Condition: Very Good — in Very Good Dust Wrapper. Gently bruised at the head of the spine and top corners with the expected associated abrasion to the dust wrapper. Pages lightly age-tanned, more heavily so at the margins.
Illustrated by way of: Black & White Photographs;
From the cover: “Through his cricketing career Mike Gatting has allowed his bat to do the talking. His flair for positive captaincy has made many of England’s recent matches thrilling to watch — win or lose. Never a self-publicist, Gatting for the first time gives his version of events in his own lively and likeable style, interspersed with comments from family, friends and colleagues.
As a boy his furious fights with his young brother Steve were soon translated into sport, since their father was a sports club steward. The two boys became prodigies at both cricket and football, each having eventually to choose between two sporting careers — Steve opting for football with Arsenal. Earning a place at Middlesex, Mike for several years became the highest qualified Englishman in the batting averages, yet he took a long time to cement his place in the England side and feel accepted and settled. A successful skipper of Middlesex, he was at last given the responsibility of the England vice-captaincy under David Gower on the Indian tour of 1984-85 and it was there that he unleashed his formidable batting talent in Test cricket.
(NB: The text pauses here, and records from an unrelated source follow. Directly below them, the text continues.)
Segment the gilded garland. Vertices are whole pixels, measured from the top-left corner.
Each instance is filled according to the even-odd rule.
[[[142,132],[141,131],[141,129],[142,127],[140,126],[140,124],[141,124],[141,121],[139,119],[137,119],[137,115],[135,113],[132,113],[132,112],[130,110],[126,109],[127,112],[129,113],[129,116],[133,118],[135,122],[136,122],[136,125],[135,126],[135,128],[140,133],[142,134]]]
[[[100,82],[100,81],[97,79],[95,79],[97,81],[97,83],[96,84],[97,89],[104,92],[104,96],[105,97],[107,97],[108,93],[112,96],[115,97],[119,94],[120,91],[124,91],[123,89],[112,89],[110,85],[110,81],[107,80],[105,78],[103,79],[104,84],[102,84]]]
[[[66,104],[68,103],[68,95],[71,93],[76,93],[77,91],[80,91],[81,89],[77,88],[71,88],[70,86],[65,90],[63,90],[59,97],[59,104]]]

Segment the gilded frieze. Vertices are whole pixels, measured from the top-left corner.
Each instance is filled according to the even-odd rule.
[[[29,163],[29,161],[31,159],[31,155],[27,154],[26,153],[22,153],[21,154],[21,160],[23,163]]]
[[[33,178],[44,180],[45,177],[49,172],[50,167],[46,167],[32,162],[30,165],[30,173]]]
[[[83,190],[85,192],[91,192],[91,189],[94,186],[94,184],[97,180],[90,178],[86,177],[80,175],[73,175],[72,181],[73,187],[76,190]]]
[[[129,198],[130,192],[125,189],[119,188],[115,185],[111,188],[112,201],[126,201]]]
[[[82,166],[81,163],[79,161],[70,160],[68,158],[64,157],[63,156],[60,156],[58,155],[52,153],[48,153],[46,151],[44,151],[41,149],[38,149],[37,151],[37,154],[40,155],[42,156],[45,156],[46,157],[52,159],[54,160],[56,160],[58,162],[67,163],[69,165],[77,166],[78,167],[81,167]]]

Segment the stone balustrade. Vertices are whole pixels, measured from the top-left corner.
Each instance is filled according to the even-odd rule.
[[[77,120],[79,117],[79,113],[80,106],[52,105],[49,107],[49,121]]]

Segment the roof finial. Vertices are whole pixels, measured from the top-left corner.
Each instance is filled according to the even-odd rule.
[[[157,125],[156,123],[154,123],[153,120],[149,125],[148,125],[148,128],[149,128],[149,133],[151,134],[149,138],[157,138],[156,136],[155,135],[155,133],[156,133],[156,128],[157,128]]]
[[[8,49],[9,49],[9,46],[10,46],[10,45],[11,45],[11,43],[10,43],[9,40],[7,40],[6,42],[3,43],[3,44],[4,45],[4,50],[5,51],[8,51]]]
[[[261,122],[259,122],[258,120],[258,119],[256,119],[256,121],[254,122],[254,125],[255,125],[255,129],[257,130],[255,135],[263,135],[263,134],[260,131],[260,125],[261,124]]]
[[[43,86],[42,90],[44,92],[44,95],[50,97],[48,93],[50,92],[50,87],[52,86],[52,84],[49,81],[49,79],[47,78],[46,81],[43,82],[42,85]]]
Gatting became England captain in 1986, and soon he had stamped his personality on the team as a bouncy optimist devoted to cricket. Not that his courage had ever been in doubt. On the 1985-86 tour of the West Indies, where he had been hideously injured by a bouncer from Malcolm Marshall, he had had his nose repaired and gone straight back into the fray. He has galvanised the England players behind him as few predecessors have done, inspiring a loyalty that led to their statements of solidarity in Faisalabad.
The row between Mike Gatting and umpire Shakoor Rana did more than rock cricket; it welled into an international incident. Ironically the man at the centre of the storm had been referred to in the Press as ‘ordinary to the point of dullness! The chapter on the tour has been written by Mike’s co-author Angela Patmore, who was in Pakistan and provides a fuller version of events there.
From the riots of 1977-78 in Pakistan to the turmoil of the Jackman affair in Guyana, from the despair of ‘blackwashes’ in the West Indies to the exhilaration of the 1987-88 clean sweep in Australia, here is a career full of incident and controversy yet one that does honour to the game of cricket.”
Size: 9½" x 6¼". Blue boards with Gilt titling to the Spine. 216 pages.